Un racconto appassionato e sempre “allegro”, nonostante tutto, anche nel dolore, pure dalla stanza di quell’ospedale dove Mauro è entrato il 4 novembre 2020 per uscirne senza vita il 20 febbraio di quest’anno, dopo aver subito l’amputazione di entrambe le gambe a causa di un’infezione causata dal Covid e da una pregressa malattia autoimmune.
In una stanza d’ospedale, con la collaborazione di Andrea Mercurio, Bellugi ha scritto, senza deprimersi mai, senza lamentarsi mai, la sua dichiarazione d’amore per la vita e per il calcio, lui che ha calcato per 227 volte i campi della Serie A e ha indossato la maglia della nazionale in due Campionati del Mondo.
Per l’Inter, su tutto. «Mi sono trovato meravigliosamente bene a Bologna, la mia seconda casa sportiva, e ho ricambiato in ogni modo l’enorme affetto ricevuto dai tifosi, così come a Napoli e a Pistoia. Però si dice che nella vita solo due cose siano immutabili: la mamma e la squadra del cuore. Nel mio caso, se parliamo di calcio, sono la stessa figura. Ecco perché amo i colori nerazzurri, perché li ho amati dal primo momento. L’Inter è la famiglia in cui i fratelli maggiori sono d’esempio, uomini come Burgnich, Corso e Facchetti. Ti verrebbe da dire: uomini come non ce ne sono più, ma poi ne rivedi la discendenza in Javier Zanetti, o in Romelu Lukaku, un gigante di 94 chili di muscoli che, alla bisogna, sa portarsi sulle spalle tutta la squadra. L’Inter è il nero di una nube che si dissolve nell’azzurro di un cielo terso. L’Inter è speranza. L’Inter è domani».
Non era nato difensore, Mauro Bellugi. «Lo ero diventato perché a centrocampo, in quell’Inter in cui feci il mio esordio, c’era gente per cui persino uno come Messi avrebbe dovuto sudarsi il posto. Io ero una mezz’ala diventata terzino; una Jaguar su cui carichi la legna per il camino: non è fatta per quello, ma, se c’è bisogno, può servire egregiamente allo scopo. “Buttala via!” gridavano i compagni. Quante volte me lo sono sentito urlare. Sempre quelle due parole. Precedute o seguite da aggettivi poco lusinghieri. Ma io non volevo buttarla via. Io volevo costruire. E sono sempre stato così, uno di quelli che provano a gestire una situazione difficile che ti piove dal cielo, come un pallone in area di rigore».

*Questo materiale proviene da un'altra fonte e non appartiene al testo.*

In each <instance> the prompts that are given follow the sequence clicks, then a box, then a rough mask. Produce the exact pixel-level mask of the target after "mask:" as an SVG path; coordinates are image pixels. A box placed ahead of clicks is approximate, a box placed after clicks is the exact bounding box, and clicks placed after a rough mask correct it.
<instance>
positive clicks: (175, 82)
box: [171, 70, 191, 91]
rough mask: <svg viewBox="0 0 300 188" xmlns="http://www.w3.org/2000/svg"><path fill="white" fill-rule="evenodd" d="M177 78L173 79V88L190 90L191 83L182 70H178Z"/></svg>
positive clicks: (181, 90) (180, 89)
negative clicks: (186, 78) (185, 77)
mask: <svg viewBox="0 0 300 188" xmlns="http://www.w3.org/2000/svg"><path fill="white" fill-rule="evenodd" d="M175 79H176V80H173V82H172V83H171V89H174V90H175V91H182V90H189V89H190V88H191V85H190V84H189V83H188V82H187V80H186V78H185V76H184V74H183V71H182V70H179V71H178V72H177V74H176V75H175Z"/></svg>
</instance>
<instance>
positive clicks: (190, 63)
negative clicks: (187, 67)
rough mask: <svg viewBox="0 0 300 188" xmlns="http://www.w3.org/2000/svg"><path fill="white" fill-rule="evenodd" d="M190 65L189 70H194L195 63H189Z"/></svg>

Non ha mai perso il sorriso Bellugi, nemmeno nella sua partita più difficile, l’ultima, giocata come le altre a testa alta. Ad amputazione appena avvenuta, semi-incosciente, trova la forza per un’ ultima battuta: «Dottore, non butti via la gamba, magari posso usarla per giocarci a golf». Poi qualche giorno più tardi rimproverava scherzosamente i medici perché gli avevano tagliato anche quella del suo unico gol in maglia nerazzurra, nella storica partita contro il Borussia Monchengladbach in Coppa Campioni nel 1971.
Quanto ci manchi, Mauro. Tutto d’un pezzo, per sempre.